お口にクダサイ~記憶の中のフレグランス~
「南国に降る雪って素敵。深海の雪、マリンスノーは知ってるけど」
「ああ。プランクトンの死骸がゆっくりと真っ暗な深海に降るみたいに沈んでいくやつでしょ。確かに神秘的で素敵だね」

「中東やらインドなんかは宗教的にクリスマスを祝ったりしないかもしれないけど、中東だと昔の千夜一夜物語に出てくるんだよ」先生のこういうロマンチックな話を聞くのが大好きだった。

中東に雪は降らないけれど、アーモンドの木は白い花を咲かすんだ。遠くから見るとね、雪が降り積もったように大雪原に見えるんだって。中東のどこかの国の王がお妃のために庭に沢山のアーモンドの木を植えたんだ。

インドも確か春先に咲く山があったんじゃないかな?

朝方まで眠らずに2人して抱き合い、色々な話を聞かせてくれた。この時間も私にとって、とても楽しいものだった。

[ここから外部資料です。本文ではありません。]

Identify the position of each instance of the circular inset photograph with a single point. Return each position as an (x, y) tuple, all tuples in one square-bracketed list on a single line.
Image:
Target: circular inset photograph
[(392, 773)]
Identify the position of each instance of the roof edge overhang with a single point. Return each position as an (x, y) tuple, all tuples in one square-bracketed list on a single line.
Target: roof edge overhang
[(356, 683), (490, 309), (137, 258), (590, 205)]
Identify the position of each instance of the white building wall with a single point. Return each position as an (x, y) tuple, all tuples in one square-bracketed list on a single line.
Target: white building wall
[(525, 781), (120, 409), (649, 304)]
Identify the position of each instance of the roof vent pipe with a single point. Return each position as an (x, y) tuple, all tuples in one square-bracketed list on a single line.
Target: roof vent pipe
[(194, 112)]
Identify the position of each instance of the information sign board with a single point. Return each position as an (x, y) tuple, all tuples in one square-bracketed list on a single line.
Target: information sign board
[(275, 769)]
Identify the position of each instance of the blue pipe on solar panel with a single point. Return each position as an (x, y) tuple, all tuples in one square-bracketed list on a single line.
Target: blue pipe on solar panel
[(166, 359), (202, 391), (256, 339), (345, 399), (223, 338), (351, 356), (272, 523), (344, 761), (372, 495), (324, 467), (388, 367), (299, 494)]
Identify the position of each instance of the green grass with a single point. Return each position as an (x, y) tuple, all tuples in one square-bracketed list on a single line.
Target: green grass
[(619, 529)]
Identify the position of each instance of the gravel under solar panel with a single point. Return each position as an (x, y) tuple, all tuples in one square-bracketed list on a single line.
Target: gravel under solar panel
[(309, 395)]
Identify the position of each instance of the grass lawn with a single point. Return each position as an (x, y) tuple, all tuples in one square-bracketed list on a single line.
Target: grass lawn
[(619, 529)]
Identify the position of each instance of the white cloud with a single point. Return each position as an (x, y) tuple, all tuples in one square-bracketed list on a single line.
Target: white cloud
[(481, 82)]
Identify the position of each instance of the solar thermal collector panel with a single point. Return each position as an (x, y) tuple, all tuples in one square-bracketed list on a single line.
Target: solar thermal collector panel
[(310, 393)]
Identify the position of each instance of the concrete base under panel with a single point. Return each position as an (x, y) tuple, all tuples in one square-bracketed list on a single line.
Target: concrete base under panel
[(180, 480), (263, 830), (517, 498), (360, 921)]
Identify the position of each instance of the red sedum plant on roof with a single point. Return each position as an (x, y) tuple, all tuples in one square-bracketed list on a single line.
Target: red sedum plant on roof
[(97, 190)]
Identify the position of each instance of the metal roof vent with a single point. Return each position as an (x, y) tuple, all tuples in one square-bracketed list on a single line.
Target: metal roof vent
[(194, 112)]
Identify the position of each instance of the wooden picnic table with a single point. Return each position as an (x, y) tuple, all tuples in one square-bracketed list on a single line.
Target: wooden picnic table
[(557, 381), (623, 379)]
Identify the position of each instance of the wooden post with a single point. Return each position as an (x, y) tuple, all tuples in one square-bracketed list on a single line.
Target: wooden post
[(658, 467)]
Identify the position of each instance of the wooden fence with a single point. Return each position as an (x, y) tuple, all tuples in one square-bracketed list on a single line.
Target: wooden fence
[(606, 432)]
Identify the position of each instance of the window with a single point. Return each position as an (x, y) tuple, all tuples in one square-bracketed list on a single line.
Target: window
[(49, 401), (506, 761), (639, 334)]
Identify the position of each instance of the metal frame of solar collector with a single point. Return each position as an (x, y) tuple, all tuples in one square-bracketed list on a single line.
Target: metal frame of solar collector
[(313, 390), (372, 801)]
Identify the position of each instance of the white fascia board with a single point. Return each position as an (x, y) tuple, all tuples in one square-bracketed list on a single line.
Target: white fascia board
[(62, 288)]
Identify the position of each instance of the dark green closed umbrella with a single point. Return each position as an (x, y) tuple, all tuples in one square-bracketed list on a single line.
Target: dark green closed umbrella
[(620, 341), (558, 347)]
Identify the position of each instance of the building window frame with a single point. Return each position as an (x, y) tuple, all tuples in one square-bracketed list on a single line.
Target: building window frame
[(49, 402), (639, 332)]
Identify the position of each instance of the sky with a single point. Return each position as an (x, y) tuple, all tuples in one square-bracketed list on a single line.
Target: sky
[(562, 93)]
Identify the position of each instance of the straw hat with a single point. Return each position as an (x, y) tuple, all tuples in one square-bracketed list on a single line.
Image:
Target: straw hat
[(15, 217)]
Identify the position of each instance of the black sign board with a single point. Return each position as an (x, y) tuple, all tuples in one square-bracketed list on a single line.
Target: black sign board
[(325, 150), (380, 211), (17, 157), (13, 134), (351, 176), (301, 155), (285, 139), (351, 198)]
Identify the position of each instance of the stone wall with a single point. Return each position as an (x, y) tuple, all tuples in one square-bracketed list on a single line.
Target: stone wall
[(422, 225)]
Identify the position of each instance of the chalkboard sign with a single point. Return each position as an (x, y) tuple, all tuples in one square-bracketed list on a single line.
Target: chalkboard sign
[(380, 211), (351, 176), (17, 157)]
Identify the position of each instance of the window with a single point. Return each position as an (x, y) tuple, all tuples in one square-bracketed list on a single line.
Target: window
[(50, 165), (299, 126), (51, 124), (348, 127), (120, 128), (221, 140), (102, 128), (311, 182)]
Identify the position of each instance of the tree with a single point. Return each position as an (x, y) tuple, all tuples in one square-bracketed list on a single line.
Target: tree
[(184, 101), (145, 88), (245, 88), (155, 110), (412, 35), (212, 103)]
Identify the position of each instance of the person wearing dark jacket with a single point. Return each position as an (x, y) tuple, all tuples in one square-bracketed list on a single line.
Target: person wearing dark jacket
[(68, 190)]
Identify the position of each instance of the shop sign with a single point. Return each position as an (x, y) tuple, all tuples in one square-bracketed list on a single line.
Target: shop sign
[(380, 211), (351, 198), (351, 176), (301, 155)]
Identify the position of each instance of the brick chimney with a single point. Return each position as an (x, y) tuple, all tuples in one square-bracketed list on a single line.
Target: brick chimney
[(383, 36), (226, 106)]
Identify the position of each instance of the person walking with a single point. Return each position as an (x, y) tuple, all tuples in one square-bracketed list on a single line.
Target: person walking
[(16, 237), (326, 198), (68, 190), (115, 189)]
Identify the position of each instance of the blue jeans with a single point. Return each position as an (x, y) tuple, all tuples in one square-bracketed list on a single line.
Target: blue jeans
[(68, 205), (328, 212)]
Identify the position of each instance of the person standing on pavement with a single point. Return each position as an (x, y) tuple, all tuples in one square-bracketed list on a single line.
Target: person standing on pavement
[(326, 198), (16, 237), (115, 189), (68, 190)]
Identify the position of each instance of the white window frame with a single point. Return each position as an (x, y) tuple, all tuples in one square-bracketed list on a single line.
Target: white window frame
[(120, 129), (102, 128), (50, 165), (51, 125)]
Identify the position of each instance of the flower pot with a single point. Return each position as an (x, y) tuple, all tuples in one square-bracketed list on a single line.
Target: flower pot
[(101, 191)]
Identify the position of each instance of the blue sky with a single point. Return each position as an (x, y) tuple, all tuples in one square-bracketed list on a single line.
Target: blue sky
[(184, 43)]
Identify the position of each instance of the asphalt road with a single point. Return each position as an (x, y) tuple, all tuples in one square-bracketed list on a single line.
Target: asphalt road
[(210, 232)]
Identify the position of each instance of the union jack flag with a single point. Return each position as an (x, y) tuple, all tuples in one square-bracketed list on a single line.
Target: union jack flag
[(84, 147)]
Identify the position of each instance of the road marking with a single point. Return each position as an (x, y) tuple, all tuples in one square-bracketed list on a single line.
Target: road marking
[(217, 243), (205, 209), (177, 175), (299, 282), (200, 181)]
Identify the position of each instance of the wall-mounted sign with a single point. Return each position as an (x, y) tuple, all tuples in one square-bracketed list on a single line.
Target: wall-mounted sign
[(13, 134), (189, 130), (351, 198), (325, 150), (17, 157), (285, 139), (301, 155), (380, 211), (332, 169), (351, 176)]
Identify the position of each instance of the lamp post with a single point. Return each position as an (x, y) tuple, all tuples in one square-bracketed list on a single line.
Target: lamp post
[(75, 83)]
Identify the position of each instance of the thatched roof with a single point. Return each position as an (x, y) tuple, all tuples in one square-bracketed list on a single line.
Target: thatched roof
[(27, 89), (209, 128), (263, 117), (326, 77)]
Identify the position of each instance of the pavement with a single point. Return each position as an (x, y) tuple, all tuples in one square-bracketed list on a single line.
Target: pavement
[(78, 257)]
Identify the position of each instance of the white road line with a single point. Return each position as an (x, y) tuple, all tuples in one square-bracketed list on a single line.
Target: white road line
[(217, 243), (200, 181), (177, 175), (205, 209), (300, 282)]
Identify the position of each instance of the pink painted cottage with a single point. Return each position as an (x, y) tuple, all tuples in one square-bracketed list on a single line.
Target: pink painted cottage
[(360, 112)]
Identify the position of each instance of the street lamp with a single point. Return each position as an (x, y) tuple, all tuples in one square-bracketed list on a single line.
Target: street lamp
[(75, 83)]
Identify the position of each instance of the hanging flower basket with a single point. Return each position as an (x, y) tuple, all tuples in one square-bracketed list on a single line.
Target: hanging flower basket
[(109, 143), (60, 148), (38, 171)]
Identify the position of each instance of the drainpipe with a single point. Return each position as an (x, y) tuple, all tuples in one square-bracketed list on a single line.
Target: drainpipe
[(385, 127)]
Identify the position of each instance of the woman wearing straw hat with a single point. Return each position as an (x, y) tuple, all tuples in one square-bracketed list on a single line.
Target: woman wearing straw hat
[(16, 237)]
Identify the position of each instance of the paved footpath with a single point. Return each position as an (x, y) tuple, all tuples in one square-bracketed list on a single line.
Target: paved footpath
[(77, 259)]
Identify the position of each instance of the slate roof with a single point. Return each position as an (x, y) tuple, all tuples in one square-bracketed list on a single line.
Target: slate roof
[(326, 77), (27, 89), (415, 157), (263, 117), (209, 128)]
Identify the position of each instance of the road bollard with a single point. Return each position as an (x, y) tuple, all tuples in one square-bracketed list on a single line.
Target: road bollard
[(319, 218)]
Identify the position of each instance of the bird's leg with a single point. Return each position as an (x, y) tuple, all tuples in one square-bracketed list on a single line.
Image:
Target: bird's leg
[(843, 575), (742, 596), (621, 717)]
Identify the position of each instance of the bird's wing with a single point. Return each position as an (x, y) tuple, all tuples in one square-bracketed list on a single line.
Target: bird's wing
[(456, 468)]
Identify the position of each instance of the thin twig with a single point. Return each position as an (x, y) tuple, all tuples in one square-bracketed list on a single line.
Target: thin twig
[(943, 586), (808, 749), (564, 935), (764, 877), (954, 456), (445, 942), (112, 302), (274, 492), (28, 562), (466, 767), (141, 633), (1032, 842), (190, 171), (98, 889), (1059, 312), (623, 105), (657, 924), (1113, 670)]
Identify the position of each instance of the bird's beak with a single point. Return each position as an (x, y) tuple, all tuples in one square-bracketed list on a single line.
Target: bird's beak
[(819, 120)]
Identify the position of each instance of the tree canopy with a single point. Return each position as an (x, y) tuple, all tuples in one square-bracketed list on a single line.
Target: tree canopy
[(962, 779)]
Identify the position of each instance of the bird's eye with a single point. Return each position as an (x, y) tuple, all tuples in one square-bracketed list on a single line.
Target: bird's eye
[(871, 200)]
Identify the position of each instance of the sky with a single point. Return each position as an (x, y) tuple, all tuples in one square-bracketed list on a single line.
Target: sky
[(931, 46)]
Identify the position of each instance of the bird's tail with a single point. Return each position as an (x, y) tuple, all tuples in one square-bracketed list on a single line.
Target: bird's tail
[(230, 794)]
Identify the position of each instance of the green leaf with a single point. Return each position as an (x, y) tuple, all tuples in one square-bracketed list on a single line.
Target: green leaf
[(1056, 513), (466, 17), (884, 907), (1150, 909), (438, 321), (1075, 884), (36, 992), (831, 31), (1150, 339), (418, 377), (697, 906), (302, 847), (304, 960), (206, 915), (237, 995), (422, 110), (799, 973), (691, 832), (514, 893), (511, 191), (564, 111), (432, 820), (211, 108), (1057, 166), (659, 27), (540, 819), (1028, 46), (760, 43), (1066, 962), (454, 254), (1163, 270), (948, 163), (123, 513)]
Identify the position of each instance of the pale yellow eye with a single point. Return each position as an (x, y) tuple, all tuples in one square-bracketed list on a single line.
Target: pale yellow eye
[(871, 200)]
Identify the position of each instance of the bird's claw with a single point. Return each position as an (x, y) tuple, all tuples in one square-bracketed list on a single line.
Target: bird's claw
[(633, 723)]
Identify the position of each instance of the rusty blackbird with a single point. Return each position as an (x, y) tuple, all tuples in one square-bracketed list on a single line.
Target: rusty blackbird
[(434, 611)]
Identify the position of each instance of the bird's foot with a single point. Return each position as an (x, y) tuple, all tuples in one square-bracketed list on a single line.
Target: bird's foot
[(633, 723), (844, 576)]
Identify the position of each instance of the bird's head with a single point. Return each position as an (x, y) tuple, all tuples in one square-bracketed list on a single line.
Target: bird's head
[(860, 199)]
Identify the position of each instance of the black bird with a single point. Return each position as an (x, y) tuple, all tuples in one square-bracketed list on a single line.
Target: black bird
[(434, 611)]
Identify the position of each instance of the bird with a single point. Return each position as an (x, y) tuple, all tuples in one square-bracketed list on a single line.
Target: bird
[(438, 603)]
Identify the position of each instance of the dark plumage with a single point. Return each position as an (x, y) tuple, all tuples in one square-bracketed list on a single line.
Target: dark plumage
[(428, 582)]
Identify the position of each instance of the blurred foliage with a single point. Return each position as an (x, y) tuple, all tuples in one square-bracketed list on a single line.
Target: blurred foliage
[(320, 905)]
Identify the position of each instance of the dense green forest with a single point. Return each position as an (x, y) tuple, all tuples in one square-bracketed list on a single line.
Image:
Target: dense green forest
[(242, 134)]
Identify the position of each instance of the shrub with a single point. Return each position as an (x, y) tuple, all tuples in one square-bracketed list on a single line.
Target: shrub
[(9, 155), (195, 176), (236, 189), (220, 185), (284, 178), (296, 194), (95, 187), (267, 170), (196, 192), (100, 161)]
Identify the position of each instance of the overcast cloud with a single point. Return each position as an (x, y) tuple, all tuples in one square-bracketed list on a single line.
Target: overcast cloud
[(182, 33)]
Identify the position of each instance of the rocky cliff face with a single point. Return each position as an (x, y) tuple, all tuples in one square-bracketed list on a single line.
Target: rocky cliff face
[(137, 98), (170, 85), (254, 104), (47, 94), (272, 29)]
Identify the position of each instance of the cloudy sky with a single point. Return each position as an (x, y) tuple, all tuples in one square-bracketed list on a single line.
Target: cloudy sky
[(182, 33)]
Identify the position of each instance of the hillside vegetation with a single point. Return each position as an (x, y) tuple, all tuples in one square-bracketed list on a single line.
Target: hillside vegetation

私は小さい頃から、色々と空想するのが好きな女の子だった。嫌なことがあると自分の空想世界に逃げ込む。現実逃避するわけだが、大人になっても大して変わらなかった。

物語を作ったり、小説を書いたりが好きだった。夢見がちな所があり、いわゆるアダルトチルドレンと呼ばれて、いいように言えば子供のような空想力に長けるものの、悪く言えばいい年して、いい加減に大人になれば?と言われてしまうタイプだった。

先生は、僕もそういう所があるから子供じみているって思わないよ、と私が作った話をひたすら聞いてくれていた。

居心地がよかった。真剣に聞いてくれた男性は先生しかいなかった。先生がいなくなってからも、私は先生から聞いた話を参考に小説などを書いたりしているから、貴重な時間をくれた事を後になっても感謝しているのだった。